A portion of the boarded up and vacant Jamesville Housing complex in Hamilton's North End. Ward 2 Councillor Jason Farr and Hamilton City Council emptied the housing to sell the land for private redevelopment with smaller social housing units to replace the current social housing homes Credit: Joey Coleman / The Public Record

Hamilton’s social housing providers will need more government financial support as they grapple with COVID costs and rent arrears resulting from tenants struggling with the financial burdens of the pandemic.

Rent arrears at the City of Hamilton’s social housing provider have more than doubled in the past year.

Ward 5 City Councillor Chad Collins, who sits on the CityHousing Hamilton Board, told his fellow Councillors during a budget meeting today.

“Our arrears have gone up from an average 14 or 15% to around 34% now”, Collins stated.

“There will be a cost to [CHH] as it relates to payback time as the Landlord and Tenant Board is giving people 18 months to two years” to pay their arrears.

Collins says CHH and other social housing providers will need more funding from other levels of government to meet the costs of rent arrears, COVID, and an ongoing rent freeze for 2021 implemented by the province.
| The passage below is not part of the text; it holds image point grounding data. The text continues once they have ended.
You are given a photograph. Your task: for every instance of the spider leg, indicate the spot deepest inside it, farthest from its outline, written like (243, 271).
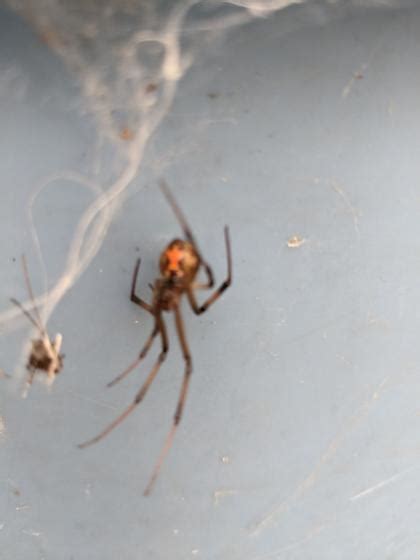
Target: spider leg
(143, 390)
(198, 309)
(187, 231)
(134, 298)
(136, 362)
(181, 401)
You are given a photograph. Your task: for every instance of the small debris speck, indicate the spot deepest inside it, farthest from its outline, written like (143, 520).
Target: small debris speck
(295, 241)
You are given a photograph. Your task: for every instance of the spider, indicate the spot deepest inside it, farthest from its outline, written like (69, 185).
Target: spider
(45, 354)
(179, 265)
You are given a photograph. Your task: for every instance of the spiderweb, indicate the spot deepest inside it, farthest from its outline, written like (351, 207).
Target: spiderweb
(128, 58)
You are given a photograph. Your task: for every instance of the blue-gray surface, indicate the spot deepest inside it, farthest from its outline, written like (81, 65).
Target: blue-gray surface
(301, 436)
CHH’s financial updates indicate the rent freeze will decrease revenues by $1.1-million.

Hamilton General Manager of Finance and Corporate Services believes the City may be able to use Provincial and Federal COVID funds to cover the cost of the rent freeze.

“Whether or not the city could defend it,” Zegarac stated. “The news release from the provincial government was tied to COVID-19, which would help us as relates to defending the position that [the cost of the rent freeze] is tied to the pandemic.”

City staff will update Council on social housing COVID cost impacts at a future meeting.